You can conveniently retrieve the passenger with the longest name per group with DISTINCT ON.

  • Select first row in each GROUP BY group?

But I see no way to combine that (or any other simple way) with your original query in a single SELECT. I suggest to join two separate subqueries:

SELECT *
FROM  (  -- your original query
   SELECT orig
        , count(*) AS flight_cnt
        , count(distinct passenger) AS pass_cnt
        , percentile_cont(0.5) WITHIN GROUP (ORDER BY bags) AS bag_cnt_med
   FROM   table1
   GROUP  BY orig
   ) org_query
JOIN  (  -- my addition
   SELECT DISTINCT ON (orig) orig, passenger AS pass_max_len_name
   FROM   table1
   ORDER  BY orig, length(passenger) DESC NULLS LAST
   ) pas USING (orig);

USING in the join clause conveniently only outputs one instance of orig, so you can simply use SELECT * in the outer SELECT.

If passenger can be NULL, it is important to add NULLS LAST:

  • PostgreSQL sort by datetime asc, null first?

From multiple passenger names with the same maximum length in the same group, you get an arbitrary pick - unless you add more expressions to ORDER BY as tiebreaker.
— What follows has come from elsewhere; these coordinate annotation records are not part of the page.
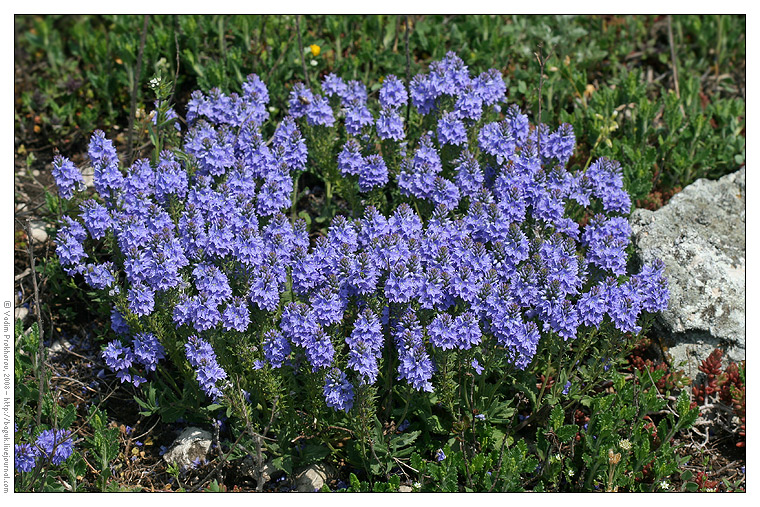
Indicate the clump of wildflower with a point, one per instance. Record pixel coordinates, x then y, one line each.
25 457
209 373
54 446
67 177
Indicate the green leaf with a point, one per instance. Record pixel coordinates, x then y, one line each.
354 482
284 463
567 432
314 453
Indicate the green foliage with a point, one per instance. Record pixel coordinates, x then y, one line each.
504 430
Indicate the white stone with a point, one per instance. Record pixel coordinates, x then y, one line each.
314 477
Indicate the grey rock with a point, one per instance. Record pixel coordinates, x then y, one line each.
39 234
700 237
192 444
313 477
247 468
21 312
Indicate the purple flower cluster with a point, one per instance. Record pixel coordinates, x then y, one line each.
208 372
51 446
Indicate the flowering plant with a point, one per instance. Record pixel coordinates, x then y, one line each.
467 246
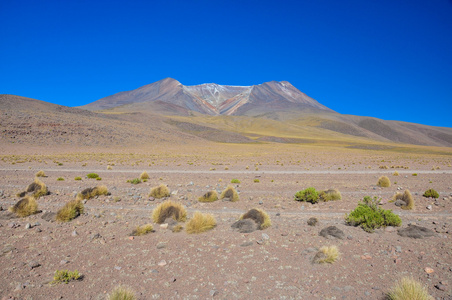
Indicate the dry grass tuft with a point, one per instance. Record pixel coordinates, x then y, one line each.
41 174
142 230
384 181
122 293
409 289
201 223
169 209
160 191
89 193
210 196
259 216
25 207
330 195
405 197
326 254
230 193
144 175
70 211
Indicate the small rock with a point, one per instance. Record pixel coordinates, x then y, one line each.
162 263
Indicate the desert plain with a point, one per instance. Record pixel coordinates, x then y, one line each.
274 263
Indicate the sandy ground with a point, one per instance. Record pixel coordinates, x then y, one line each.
275 263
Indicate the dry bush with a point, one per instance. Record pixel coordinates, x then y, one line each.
144 175
142 230
70 211
169 209
230 193
384 181
160 191
25 207
326 254
89 193
409 289
259 216
330 195
210 196
405 197
122 293
201 223
41 174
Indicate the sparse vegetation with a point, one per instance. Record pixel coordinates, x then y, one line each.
369 216
159 192
40 174
230 193
431 193
210 196
259 216
200 223
25 207
307 195
409 289
70 211
169 209
330 195
89 193
384 181
142 230
134 181
326 254
144 175
122 293
405 197
65 276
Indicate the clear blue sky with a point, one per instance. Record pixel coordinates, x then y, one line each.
390 59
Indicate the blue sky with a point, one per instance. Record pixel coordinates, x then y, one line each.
390 59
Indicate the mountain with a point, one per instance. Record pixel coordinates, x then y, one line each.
210 98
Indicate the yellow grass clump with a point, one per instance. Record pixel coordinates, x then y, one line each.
40 174
144 175
89 193
409 289
327 254
210 196
70 211
122 293
384 181
259 216
142 230
201 223
25 207
330 195
230 193
160 191
406 197
169 209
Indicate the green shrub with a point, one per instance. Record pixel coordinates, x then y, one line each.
65 276
308 195
431 193
369 216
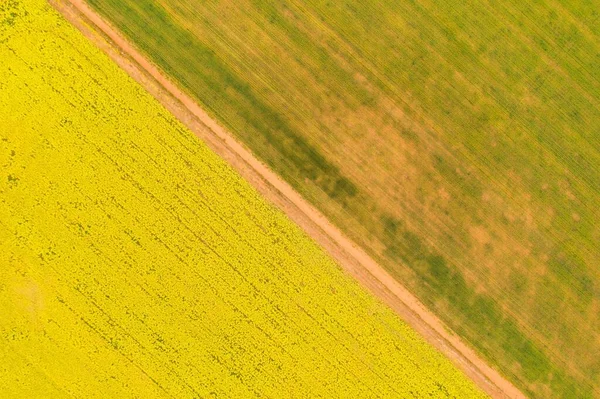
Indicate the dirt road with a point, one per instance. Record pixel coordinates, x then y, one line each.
348 255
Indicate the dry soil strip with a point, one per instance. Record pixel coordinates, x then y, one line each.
353 259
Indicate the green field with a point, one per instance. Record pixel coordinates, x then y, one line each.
458 143
136 263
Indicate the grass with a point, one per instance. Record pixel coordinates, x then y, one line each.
136 263
458 143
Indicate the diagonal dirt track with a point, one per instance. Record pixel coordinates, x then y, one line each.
352 258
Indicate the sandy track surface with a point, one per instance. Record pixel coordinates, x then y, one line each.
349 256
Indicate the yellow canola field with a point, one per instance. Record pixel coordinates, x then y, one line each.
135 263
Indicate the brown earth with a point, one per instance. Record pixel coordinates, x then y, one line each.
349 256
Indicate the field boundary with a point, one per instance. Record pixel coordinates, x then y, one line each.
354 260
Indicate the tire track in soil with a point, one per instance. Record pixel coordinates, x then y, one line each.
348 255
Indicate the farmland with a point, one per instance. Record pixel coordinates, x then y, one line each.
136 263
458 143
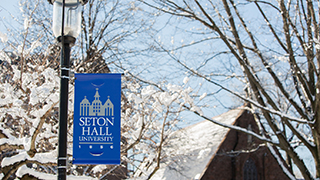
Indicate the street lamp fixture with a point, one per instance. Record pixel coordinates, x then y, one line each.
66 27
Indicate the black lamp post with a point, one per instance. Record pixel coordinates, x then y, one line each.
66 27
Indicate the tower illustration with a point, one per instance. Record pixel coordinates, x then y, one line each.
97 108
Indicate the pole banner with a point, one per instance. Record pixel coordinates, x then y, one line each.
96 123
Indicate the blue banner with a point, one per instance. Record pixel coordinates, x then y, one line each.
96 132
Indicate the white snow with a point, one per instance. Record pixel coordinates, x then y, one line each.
3 37
190 149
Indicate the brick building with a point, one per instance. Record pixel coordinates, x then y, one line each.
208 151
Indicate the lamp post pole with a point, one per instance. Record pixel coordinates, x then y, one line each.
66 43
66 27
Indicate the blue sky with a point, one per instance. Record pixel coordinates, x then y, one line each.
7 8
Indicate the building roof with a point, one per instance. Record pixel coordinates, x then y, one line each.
190 149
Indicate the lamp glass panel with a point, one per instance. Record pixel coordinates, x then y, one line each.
72 18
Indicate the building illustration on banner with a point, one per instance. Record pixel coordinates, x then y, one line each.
96 108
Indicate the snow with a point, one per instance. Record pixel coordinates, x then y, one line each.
190 149
3 37
49 157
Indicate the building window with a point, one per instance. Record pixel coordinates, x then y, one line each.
250 170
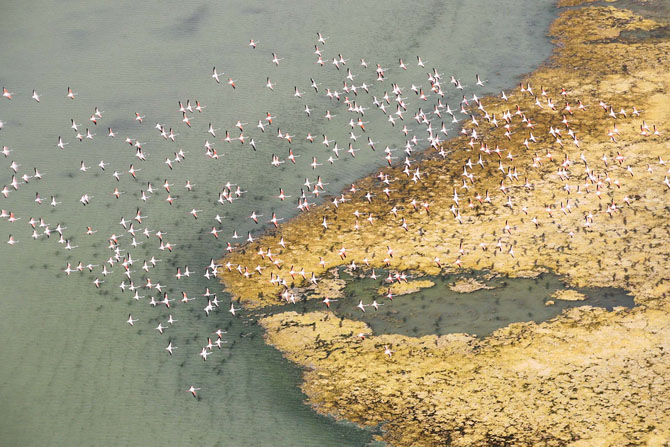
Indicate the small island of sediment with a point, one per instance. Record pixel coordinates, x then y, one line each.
576 184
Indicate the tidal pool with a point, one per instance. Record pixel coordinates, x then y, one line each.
441 310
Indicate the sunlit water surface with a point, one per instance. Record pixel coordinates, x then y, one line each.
72 371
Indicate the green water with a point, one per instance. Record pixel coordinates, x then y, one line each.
440 310
72 371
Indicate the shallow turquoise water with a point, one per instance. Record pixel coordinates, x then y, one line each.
72 372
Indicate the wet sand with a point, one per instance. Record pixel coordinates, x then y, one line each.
587 377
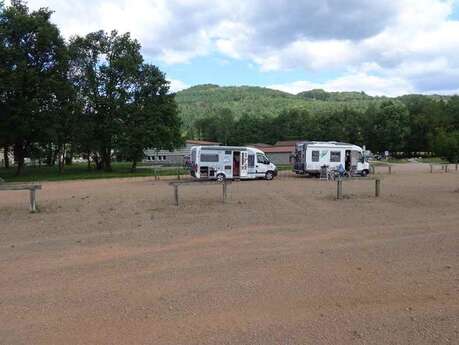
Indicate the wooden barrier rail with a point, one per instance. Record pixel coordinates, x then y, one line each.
21 186
388 166
444 167
177 184
339 186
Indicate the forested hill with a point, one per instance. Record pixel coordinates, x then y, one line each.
206 100
203 100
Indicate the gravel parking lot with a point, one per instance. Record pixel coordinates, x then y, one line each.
282 262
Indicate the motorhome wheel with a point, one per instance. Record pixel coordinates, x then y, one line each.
269 175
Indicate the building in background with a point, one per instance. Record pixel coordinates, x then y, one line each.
281 152
176 157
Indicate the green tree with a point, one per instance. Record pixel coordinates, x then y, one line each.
151 119
447 145
105 70
31 53
387 127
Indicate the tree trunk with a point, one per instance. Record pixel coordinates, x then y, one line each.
89 160
19 158
98 161
61 158
107 159
49 155
6 150
69 156
133 166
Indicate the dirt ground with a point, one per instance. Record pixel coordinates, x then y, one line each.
282 262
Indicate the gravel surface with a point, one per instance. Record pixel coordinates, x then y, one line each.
282 262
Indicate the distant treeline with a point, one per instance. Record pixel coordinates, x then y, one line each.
409 124
92 96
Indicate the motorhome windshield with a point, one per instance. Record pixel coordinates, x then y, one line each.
261 158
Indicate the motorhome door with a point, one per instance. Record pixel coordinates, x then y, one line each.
244 164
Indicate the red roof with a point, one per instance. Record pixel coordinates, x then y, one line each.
288 142
277 149
201 142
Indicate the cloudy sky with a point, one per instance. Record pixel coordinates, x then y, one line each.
388 47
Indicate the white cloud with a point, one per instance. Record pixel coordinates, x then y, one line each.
177 85
385 46
372 85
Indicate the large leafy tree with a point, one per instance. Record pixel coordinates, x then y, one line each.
127 106
105 69
151 119
387 127
31 56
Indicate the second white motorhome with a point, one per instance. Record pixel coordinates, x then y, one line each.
311 156
230 162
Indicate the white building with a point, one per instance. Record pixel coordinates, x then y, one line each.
176 157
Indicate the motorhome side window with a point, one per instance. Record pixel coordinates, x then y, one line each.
193 155
262 159
315 156
335 156
207 157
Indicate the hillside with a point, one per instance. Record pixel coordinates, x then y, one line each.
202 100
199 101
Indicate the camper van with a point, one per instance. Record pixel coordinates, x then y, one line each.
311 156
230 162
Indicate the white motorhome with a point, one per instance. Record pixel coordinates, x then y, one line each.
229 162
311 156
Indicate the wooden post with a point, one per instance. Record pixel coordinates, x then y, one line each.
33 200
339 189
176 194
377 187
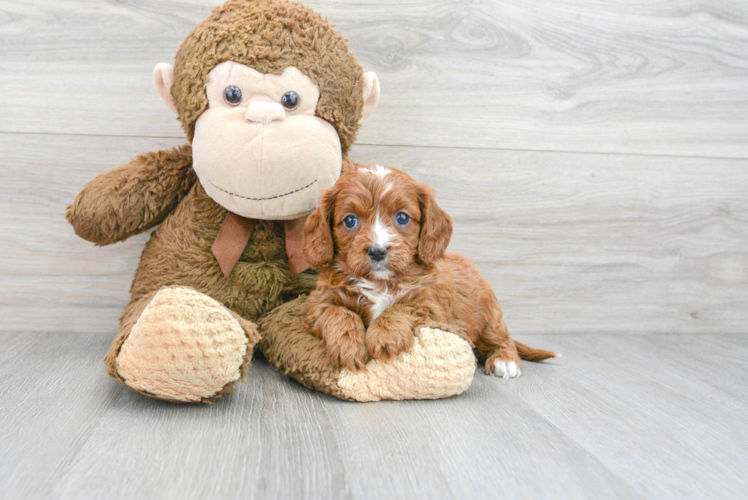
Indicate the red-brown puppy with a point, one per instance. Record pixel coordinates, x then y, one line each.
379 238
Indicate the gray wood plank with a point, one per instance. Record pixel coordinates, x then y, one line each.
655 77
616 417
572 243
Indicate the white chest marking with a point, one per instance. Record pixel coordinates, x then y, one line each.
378 170
380 300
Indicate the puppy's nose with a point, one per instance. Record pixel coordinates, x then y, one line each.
377 253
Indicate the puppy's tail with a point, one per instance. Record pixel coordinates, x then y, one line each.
532 354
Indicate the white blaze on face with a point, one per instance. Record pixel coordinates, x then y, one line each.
382 233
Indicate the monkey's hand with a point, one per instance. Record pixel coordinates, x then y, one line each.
132 198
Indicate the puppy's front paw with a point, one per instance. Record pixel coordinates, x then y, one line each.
348 351
503 368
385 340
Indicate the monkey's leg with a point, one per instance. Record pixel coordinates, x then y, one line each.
180 345
440 364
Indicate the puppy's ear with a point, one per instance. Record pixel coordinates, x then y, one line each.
319 247
436 227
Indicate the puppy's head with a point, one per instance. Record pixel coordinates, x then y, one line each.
375 223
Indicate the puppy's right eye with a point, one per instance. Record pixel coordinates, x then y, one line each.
350 222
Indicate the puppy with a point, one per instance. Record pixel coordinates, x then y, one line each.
379 238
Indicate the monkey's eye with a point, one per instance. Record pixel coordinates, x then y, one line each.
290 100
232 95
350 222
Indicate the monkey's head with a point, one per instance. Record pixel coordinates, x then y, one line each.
271 99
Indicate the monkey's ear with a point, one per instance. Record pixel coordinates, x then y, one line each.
436 227
371 94
319 247
163 78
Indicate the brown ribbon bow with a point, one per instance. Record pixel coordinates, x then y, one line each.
235 233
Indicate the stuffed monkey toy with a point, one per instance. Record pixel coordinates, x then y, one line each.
270 99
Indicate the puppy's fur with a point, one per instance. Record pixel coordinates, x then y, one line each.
367 304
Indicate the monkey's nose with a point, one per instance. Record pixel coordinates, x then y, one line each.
264 112
377 253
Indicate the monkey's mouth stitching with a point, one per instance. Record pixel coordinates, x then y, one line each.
263 199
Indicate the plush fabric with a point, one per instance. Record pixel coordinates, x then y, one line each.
189 331
269 36
184 347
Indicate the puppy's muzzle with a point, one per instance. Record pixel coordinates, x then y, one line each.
377 253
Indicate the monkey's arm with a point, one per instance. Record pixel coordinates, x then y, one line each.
132 198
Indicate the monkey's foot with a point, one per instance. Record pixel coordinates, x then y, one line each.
440 364
185 347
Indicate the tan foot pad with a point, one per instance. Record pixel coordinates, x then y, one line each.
185 347
439 365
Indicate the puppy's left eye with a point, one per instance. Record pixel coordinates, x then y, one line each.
350 222
402 218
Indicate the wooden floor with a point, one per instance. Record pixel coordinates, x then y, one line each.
654 416
594 158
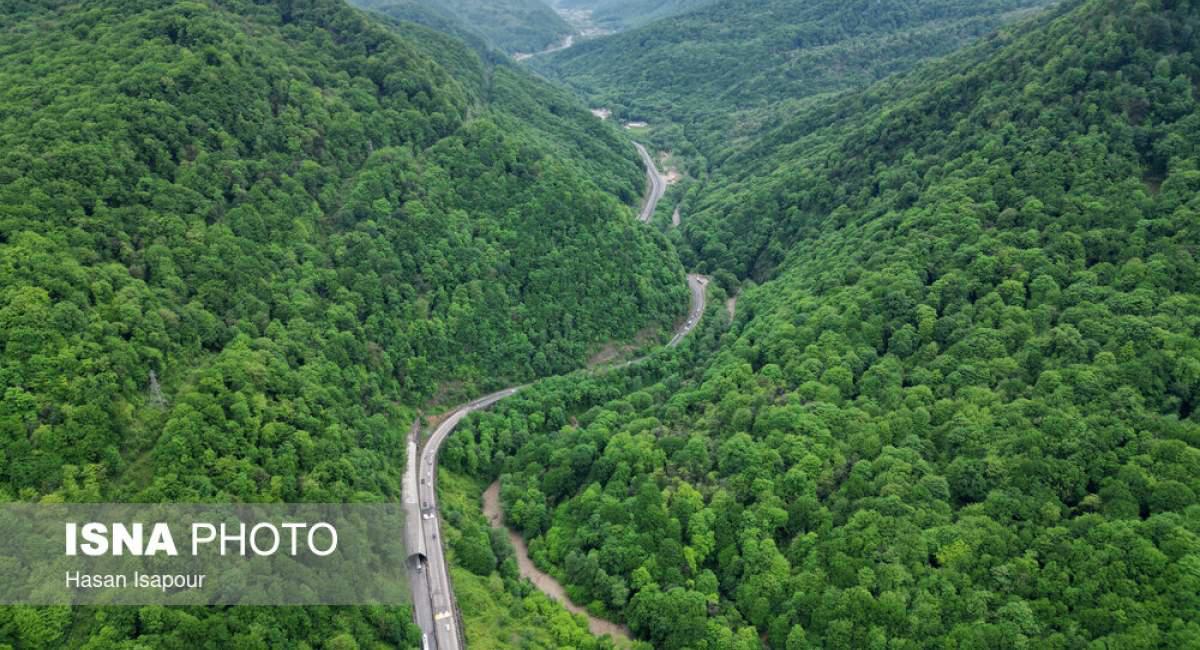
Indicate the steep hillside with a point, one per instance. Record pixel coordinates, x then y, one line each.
240 241
963 414
617 14
511 25
726 70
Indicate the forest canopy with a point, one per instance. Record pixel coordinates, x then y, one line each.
241 241
960 408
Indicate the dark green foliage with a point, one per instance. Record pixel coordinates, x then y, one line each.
511 25
961 411
627 13
732 67
240 241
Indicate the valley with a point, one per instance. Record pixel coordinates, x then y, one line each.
832 324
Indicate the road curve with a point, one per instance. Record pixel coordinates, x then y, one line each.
697 283
658 185
433 606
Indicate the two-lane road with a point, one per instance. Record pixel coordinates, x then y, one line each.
433 603
697 283
658 185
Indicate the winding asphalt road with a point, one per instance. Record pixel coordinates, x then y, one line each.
658 185
433 605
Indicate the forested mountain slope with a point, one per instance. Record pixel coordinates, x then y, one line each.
240 240
511 25
628 13
721 71
964 411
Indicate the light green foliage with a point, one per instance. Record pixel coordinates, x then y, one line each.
959 411
511 25
301 224
715 76
499 609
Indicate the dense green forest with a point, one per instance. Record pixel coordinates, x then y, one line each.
617 14
511 25
241 241
726 71
959 408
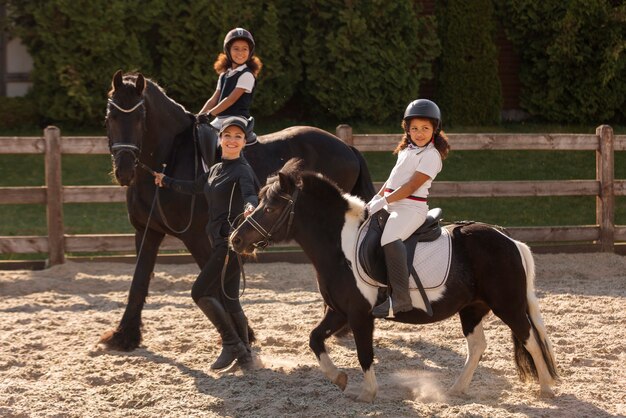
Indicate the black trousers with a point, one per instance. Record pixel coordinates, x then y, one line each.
209 281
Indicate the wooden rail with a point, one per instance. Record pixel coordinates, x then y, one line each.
603 234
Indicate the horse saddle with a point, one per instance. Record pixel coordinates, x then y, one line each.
370 252
208 139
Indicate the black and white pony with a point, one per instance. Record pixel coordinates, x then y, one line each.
148 130
487 271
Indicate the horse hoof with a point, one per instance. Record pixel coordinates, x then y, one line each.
341 380
366 397
115 340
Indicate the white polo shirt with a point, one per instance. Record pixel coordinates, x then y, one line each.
426 160
246 81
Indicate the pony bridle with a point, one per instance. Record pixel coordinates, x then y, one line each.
119 147
285 216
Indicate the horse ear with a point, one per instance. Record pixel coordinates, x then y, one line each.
140 84
118 81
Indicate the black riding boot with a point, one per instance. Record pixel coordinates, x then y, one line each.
232 346
398 277
240 323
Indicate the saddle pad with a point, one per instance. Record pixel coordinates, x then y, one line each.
431 261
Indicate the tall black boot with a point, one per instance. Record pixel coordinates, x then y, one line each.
232 346
398 276
240 323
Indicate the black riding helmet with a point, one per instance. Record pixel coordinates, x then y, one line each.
233 35
423 108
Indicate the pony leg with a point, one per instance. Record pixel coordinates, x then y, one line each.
127 335
471 321
531 356
363 330
331 323
543 373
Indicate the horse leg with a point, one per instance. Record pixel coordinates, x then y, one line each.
471 321
363 330
127 335
332 322
529 357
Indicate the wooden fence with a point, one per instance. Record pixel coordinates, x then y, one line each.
53 194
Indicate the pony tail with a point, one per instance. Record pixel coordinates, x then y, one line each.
404 142
442 144
221 64
255 65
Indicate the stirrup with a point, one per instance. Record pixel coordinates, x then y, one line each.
378 311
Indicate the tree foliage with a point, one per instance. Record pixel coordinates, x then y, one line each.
468 85
573 57
370 57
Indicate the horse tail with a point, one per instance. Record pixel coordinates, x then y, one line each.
364 188
523 360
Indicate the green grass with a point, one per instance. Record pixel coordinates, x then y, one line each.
28 170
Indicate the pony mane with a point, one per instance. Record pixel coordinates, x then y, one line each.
316 184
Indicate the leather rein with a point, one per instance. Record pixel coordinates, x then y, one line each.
119 147
286 215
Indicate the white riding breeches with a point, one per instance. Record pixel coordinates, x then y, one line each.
403 220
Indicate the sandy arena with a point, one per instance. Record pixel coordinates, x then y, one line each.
50 365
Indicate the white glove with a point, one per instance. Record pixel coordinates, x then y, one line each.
377 203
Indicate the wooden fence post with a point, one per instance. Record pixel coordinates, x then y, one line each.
344 132
605 201
54 196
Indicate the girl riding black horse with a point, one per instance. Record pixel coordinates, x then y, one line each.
148 130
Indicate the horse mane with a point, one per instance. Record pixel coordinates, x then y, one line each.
153 91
Detailed explanation in the answer linked above.

Performance?

Typically, a single scan is superior, especially with sequential scans.

The above query uses two scans (maybe index / index-only scans). But the second scan is comparatively cheap unless the table is too huge to fit in cache (mostly). Lukas suggested an alternative query with only a single SELECT adding:

, (ARRAY_AGG (passenger ORDER BY LENGTH (passenger) DESC))[1]  -- I'd add NULLS LAST

The idea is smart, but last time I tested, array_agg with ORDER BY did not perform so well. (The overhead of per-group ORDER BY is substantial, and array handling is expensive, too.)

The same approach can be cheaper with a custom aggregate function first() like instructed in the Postgres Wiki here. Or, faster, yet, with a version written in C, available on PGXN. Eliminates the extra cost for array handling, but we still need per-group ORDER BY. May be faster for only few groups. You would then add:

 , first(passenger ORDER BY length(passenger) DESC NULLS LAST)

Gordon and Lukas also mention the window function first_value(). Window functions are applied after aggregate functions. To use it in the same SELECT, we would need to aggregate passenger somehow first - catch 22. Gordon solves this with a subquery - another candidate for good performance with standard Postgres.

first() does the same without subquery and should be simpler and a bit faster. But it still won't be faster than a separate DISTINCT ON for most cases with few rows per group. For lots of rows per group, a recursive CTE technique is typically faster. There are yet faster techniques if you have a separate table holding all relevant, unique orig values. Details:

  • Optimize GROUP BY query to retrieve latest record per user

The best solution depends on various factors. The proof of the pudding is in the eating. To optimize performance you have to test with your setup. The above query should be among the fastest.